News flash: New Brunswick (Nova Scotia, too) is in the grip of its very own, made-in-the-Maritimes “death spiral”. The question, of course, is: what does the afterlife look like?

Former Premier and current Deputy Chairman of TD Bank in Toronto didn’t actually pronounce the time of this province’s passing – under the weight of its own inertia and all that sand that’s piled up around the hole into which its head has been stuck lo these many years – at a ballyhooed energy conference in Saint John last Friday. But he came darn close to pulling out the heart panels.

“Clear. . .zap. . .clear. . .again. . .clear. . .zap. . .clear.
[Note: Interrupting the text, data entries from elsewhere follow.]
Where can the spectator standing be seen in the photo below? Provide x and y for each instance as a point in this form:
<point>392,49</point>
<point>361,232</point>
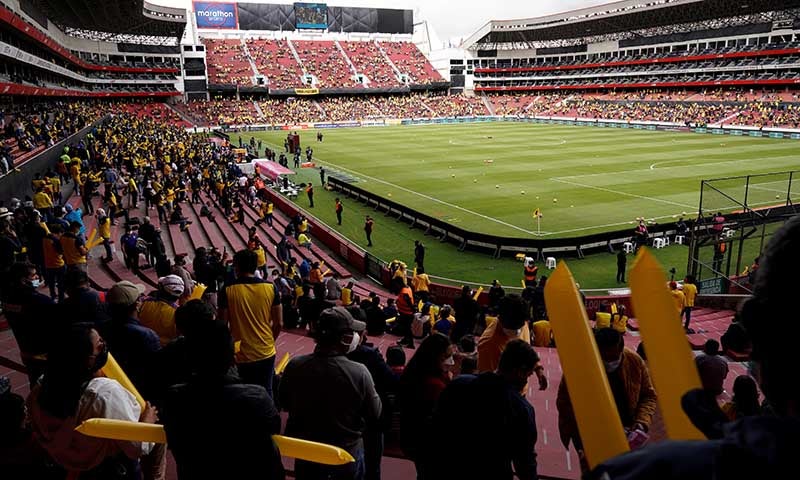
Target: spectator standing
<point>252,308</point>
<point>157,311</point>
<point>741,453</point>
<point>423,381</point>
<point>30,316</point>
<point>104,232</point>
<point>496,293</point>
<point>678,297</point>
<point>369,223</point>
<point>385,384</point>
<point>134,346</point>
<point>405,311</point>
<point>83,302</point>
<point>466,311</point>
<point>73,390</point>
<point>689,294</point>
<point>712,367</point>
<point>55,269</point>
<point>343,418</point>
<point>310,195</point>
<point>245,416</point>
<point>631,387</point>
<point>74,247</point>
<point>419,254</point>
<point>506,419</point>
<point>745,399</point>
<point>420,283</point>
<point>622,262</point>
<point>339,208</point>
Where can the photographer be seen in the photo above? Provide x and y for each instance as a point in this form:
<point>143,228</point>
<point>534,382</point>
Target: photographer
<point>209,269</point>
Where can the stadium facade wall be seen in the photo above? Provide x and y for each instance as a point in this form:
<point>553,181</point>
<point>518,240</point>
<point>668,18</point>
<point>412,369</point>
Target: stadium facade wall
<point>280,17</point>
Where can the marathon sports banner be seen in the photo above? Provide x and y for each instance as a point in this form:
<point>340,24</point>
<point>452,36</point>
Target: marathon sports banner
<point>216,15</point>
<point>337,125</point>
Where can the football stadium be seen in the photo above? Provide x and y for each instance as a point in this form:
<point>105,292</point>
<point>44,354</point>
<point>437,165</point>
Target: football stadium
<point>321,241</point>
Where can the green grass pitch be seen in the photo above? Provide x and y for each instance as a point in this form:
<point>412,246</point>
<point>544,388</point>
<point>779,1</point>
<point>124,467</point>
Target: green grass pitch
<point>474,176</point>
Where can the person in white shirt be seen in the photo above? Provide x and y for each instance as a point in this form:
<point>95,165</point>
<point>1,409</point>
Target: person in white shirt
<point>72,390</point>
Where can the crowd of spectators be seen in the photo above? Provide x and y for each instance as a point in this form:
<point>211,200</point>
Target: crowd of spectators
<point>324,60</point>
<point>409,60</point>
<point>464,380</point>
<point>369,60</point>
<point>275,60</point>
<point>227,62</point>
<point>222,112</point>
<point>26,127</point>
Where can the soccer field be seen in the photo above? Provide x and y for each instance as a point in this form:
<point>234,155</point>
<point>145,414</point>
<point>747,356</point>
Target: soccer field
<point>584,179</point>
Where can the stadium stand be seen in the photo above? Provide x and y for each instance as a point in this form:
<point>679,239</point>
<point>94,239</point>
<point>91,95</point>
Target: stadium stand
<point>370,61</point>
<point>227,63</point>
<point>407,58</point>
<point>723,65</point>
<point>327,63</point>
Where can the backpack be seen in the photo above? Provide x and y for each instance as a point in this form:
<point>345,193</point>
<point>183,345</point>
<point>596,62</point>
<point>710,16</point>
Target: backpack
<point>142,245</point>
<point>129,241</point>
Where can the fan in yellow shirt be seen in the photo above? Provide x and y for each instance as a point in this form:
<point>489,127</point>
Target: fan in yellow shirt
<point>690,294</point>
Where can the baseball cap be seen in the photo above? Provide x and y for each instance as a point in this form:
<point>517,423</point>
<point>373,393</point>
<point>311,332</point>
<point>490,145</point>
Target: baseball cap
<point>171,284</point>
<point>124,293</point>
<point>338,319</point>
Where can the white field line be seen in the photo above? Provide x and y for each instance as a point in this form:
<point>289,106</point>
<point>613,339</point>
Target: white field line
<point>759,187</point>
<point>689,214</point>
<point>617,192</point>
<point>692,211</point>
<point>427,197</point>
In fact, Mr. McKenna said this: “Our regional economy is flatlining. We are depopulating. Our population is not just leaving; it’s getting older. It’s aging at twice the rate of Alberta’s. (Well, naturally it is, as that’s where capital markets and the current federal government encourage every mentally healthy, able-bodied young person in this country to go and become reliable, God-fearing taxpayers).

Here’s another snippet from Mr. McKenna’s all-too-familiar tirade against complacency:

“We are in an endless cycle of high deficits, declining population, higher interest rates and payments, a aging population, higher cost of services, less equalization, less personal income, higher taxes and consumption taxes. It’s a death spiral that we’re in if we don’t do something about it.”

Ah. . .and therein – as the Bard might have said, watching the surfer dudes ride the Pettitcodiac’s mighty tidal bore – lies the rub. What, indeed, is to be done?

We could eschew the costly histrionics surrounding shale gas development, based on a largely discredited “docu-drama” some years back, which featured (among other provocative absurdities) a guy lighting his tap water on fire (Reality check: the water table in upper Pennsylvania had been laced with trace amounts of methane long before fracking technology was the apple in the drilling industry’s eye).

We could concentrate on building the safest means – pipelines – of transporting crude oil from Alberta to Saint John and, in the process, create thousands of short-term, and hundreds of long-term, jobs for New Brunswick.

We might even work to leverage these energy opportunities to lure much-needed venture capital to the province for. . .oh, I don’t know. . .economic diversification away from natural resources and into educational centres of excellence that would pioneer commercially viable, sustainable, renewable, and exportable manufactures in the fields of wind, tidal and solar.

Or, we could go the other way.

We could put the province and all its lands and buildings up for sale to all those national and international bidders who boast the biggest coin in their pockets.

Dear China, the ad would read, “We, in New Brunswick, know how polluted your mega-cities are. Come on over to New Brunswick. We’ll treat you right fine. We’ll sell you our property, and we won’t even charge you minimum wage for the privilege of cleaning your kitchens and bathrooms – you know, the ones that used to be ours.”

Hey Alberta, we might exclaim, “We know you have our children in a ‘death-spiral’ of expanding expectations and blossoming debt. Someday, you know that bubble is going to burst. And when it does, you might like a safe haven to park your aging human capital.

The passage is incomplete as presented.